Ivascyn so far has taken a decidedly different tack. Most outwardly noticeable, he has kept a low public profile, laying out his investment philosophy with modest mentions in company newsletters or a handful of carefully scripted media interviews. Gross was known for his frequent, brash public commentary.

Ivascyn insists that Pimco has long been more than just a handful of superstar investors, and that its depth of talent – 250 money managers strong – will well service clients.

“The decisions regarding portfolio construction truly are the best ideas from this very deep team at Pimco,” Ivascyn told CNBC in September.

So far, Pimco has suffered stiff but not crippling investor exits. Pimco Total Return, which controlled $293 billion in assets at its peak in April 2013, shrank to $163 billion at the end of November.
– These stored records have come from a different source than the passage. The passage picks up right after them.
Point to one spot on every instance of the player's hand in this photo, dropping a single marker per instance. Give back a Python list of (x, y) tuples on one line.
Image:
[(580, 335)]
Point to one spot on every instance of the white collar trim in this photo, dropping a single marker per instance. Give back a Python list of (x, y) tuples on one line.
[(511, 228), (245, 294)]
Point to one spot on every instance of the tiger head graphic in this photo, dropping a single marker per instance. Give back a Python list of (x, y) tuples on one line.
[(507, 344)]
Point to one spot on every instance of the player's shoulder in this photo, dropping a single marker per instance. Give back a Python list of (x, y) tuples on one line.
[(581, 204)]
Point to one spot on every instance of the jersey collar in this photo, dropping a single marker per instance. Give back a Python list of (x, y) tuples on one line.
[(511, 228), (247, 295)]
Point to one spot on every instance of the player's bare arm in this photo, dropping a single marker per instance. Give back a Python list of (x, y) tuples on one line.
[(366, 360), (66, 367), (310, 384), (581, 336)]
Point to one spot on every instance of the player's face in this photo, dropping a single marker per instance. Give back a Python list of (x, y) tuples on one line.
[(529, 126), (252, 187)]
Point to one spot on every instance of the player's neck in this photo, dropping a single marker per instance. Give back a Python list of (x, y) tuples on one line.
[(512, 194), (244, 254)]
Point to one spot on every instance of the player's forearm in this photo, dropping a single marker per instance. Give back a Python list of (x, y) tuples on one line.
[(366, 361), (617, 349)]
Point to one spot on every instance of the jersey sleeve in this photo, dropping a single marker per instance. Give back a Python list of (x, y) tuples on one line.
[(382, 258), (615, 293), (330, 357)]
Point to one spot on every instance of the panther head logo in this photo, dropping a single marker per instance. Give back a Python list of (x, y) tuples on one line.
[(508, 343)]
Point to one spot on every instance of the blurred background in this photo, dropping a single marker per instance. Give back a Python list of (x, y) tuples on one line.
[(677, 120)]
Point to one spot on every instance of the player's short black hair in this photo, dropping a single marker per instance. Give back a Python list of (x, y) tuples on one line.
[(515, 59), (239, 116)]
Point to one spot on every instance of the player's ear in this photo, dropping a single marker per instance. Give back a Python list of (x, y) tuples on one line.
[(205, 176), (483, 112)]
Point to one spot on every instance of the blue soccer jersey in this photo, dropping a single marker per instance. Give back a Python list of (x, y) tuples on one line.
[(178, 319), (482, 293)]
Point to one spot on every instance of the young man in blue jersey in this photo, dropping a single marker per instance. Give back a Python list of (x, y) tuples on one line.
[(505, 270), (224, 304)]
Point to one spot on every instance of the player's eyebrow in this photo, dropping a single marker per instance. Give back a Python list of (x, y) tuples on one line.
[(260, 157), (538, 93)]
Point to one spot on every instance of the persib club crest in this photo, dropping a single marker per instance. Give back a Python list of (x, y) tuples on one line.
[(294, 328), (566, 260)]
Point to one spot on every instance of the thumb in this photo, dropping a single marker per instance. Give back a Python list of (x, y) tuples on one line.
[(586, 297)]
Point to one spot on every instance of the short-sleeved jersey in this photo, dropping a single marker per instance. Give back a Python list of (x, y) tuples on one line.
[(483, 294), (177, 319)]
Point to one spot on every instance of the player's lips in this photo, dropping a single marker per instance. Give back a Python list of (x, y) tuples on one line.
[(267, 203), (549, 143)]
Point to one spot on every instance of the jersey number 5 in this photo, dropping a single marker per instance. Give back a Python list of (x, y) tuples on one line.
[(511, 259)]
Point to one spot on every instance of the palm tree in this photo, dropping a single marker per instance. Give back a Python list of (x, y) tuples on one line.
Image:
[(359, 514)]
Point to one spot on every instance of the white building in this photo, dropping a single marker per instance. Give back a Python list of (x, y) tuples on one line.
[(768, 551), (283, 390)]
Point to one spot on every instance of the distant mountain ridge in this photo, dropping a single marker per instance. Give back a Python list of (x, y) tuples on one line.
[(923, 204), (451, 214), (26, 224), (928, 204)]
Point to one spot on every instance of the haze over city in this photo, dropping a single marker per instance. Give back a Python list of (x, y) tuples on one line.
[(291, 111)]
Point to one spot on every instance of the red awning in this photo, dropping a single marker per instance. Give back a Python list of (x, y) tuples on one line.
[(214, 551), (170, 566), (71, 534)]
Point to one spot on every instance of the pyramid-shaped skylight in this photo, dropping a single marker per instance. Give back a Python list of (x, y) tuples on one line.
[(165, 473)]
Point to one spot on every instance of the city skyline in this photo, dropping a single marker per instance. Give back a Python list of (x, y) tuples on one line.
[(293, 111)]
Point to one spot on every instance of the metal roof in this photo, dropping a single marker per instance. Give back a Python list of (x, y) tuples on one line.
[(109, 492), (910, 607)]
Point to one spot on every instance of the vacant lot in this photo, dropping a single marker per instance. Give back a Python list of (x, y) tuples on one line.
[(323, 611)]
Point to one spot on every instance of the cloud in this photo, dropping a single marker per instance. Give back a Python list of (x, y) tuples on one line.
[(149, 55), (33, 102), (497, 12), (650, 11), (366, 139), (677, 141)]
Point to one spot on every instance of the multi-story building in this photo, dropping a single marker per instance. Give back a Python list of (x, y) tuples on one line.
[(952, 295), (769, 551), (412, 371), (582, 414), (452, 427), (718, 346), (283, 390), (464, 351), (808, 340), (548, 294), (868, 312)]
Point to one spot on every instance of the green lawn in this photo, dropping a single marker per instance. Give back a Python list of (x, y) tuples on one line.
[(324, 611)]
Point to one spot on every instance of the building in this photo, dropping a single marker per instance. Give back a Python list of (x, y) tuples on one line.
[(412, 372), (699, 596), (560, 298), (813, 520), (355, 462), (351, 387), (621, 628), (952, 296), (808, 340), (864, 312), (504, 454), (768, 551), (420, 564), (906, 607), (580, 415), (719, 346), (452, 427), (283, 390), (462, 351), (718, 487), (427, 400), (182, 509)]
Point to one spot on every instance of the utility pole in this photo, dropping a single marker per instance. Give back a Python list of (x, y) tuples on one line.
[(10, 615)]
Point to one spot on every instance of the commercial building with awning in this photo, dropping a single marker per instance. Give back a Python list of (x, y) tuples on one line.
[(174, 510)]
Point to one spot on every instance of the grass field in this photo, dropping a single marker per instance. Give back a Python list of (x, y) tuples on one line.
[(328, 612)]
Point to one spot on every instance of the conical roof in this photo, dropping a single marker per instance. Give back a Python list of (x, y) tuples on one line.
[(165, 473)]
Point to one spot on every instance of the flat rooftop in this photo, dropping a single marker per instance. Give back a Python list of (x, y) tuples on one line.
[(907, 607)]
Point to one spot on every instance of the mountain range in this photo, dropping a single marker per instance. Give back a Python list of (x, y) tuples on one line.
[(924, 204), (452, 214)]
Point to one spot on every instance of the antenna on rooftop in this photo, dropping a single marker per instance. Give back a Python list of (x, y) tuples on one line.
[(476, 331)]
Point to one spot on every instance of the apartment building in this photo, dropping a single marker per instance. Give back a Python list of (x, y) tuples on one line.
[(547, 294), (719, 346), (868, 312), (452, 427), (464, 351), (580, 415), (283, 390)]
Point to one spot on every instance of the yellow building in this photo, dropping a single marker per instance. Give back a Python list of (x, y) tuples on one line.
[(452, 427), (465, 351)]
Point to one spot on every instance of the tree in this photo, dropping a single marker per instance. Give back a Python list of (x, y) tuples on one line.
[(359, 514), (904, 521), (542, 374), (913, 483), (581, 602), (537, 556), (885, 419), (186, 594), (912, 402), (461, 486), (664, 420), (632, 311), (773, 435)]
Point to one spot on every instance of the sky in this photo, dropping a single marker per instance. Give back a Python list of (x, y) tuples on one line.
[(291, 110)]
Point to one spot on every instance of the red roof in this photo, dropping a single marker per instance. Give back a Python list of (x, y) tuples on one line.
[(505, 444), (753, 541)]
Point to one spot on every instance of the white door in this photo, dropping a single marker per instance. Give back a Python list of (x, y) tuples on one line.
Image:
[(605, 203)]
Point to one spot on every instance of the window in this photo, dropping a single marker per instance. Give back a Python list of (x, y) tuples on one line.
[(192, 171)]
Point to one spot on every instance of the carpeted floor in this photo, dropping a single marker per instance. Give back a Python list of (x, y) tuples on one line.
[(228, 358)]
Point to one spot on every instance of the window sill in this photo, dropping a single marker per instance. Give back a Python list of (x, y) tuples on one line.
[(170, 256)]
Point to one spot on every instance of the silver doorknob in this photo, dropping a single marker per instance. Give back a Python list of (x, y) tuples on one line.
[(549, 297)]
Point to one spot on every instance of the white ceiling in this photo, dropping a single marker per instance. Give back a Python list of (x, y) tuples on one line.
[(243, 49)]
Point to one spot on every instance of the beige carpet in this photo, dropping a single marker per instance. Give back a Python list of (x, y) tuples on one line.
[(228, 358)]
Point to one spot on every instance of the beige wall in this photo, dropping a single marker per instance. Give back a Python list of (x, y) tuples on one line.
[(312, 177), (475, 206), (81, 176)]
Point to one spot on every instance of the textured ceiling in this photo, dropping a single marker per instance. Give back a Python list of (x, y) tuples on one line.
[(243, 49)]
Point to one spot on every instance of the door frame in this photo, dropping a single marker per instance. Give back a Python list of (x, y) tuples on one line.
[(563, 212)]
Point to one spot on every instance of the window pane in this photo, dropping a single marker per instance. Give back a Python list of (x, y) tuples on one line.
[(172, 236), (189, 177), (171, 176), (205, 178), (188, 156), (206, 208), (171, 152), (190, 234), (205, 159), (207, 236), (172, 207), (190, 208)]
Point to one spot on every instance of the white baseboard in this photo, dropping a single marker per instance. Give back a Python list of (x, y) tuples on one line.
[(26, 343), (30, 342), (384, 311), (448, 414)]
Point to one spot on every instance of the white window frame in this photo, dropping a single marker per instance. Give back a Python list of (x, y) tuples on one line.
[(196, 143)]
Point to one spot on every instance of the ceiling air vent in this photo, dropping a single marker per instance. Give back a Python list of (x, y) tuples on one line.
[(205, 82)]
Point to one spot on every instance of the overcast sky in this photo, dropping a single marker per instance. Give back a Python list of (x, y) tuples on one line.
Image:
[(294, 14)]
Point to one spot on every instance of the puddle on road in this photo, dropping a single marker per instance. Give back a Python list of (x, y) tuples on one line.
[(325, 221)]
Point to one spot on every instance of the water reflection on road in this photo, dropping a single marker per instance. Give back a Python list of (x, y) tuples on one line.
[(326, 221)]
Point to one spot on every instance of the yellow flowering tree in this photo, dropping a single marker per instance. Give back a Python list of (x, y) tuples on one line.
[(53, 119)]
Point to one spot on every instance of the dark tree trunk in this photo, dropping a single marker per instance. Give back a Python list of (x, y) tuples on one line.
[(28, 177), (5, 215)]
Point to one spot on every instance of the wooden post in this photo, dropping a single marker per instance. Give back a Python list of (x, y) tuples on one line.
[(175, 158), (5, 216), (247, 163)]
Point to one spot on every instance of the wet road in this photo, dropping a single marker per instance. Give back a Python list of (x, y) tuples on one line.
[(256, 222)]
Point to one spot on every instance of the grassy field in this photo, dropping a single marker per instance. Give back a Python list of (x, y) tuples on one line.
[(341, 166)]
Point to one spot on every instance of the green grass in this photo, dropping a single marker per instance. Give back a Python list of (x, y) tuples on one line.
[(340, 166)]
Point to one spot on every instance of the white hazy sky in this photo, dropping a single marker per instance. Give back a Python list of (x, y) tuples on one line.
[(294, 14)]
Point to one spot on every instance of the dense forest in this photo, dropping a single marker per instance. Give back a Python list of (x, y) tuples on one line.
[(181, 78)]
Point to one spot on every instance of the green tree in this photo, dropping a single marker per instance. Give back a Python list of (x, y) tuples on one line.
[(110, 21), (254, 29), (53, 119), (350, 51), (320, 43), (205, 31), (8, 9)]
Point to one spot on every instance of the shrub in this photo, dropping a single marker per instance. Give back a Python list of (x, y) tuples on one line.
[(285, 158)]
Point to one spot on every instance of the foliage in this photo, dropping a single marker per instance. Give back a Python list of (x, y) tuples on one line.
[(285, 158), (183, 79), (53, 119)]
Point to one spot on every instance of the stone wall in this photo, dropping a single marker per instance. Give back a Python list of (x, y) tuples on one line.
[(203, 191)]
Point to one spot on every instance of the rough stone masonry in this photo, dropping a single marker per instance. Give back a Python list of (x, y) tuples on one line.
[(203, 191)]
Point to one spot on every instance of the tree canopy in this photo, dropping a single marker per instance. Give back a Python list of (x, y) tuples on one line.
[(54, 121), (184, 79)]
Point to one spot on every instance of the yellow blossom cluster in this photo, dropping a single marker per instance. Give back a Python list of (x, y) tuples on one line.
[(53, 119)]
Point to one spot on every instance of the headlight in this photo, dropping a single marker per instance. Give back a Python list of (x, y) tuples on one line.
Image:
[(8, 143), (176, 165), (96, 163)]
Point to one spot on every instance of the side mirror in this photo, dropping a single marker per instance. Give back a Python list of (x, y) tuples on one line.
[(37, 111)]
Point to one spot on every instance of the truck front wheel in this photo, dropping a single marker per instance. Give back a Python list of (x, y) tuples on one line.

Overall, Pimco’s assets in traditional mutual funds were off $122 billion in 2014’s first 11 months. That still leaves $1.8 trillion to manage.

Gross, in his new job, has attracted roughly $1 billion in new money through November. Considering his global renown, that sum may be considered paltry. Of course, if he can once again produced eye-catching numbers you can bet investors will flock to his new fund.

It will be a fun battle to watch, and Pimco and Gross may be back in industry-topping mode. In November, Pimco Total Return’s performance placed it in the top 1 percent of all bond funds, according to fund-ranker Morningstar. Gross’ new fund beat all but 18 percent of its peers.

“I like to get up at 5:30 in the morning and make money for clients and compete against other money managers. That’s something that doesn’t go away,” Gross told Barron’s after he joined Janus. “I am obsessed with delivering value to investors and winning the game from a personal standpoint. Retiring at this point in my career just doesn’t suit me.”

Pimco employs 2,400-plus people at offices in Orange County as well around the world, and it has created some of the most lucrative jobs in the region. Gross and his wife, along with other former Pimco leaders, have been major givers to local charities. And other, younger ex-Pimco traders have started several locally based investment-company spinoffs.

For those reasons, the continued success of Pimco and the outcome of Gross’ new endeavor, while possibly delivering less drama, will have big implications for Orange County in coming months.

Correction: Daniel Ivascyn is Pimco’s chief investment officer. Because of a reporting error, his first name was incorrect in an earlier version of this story.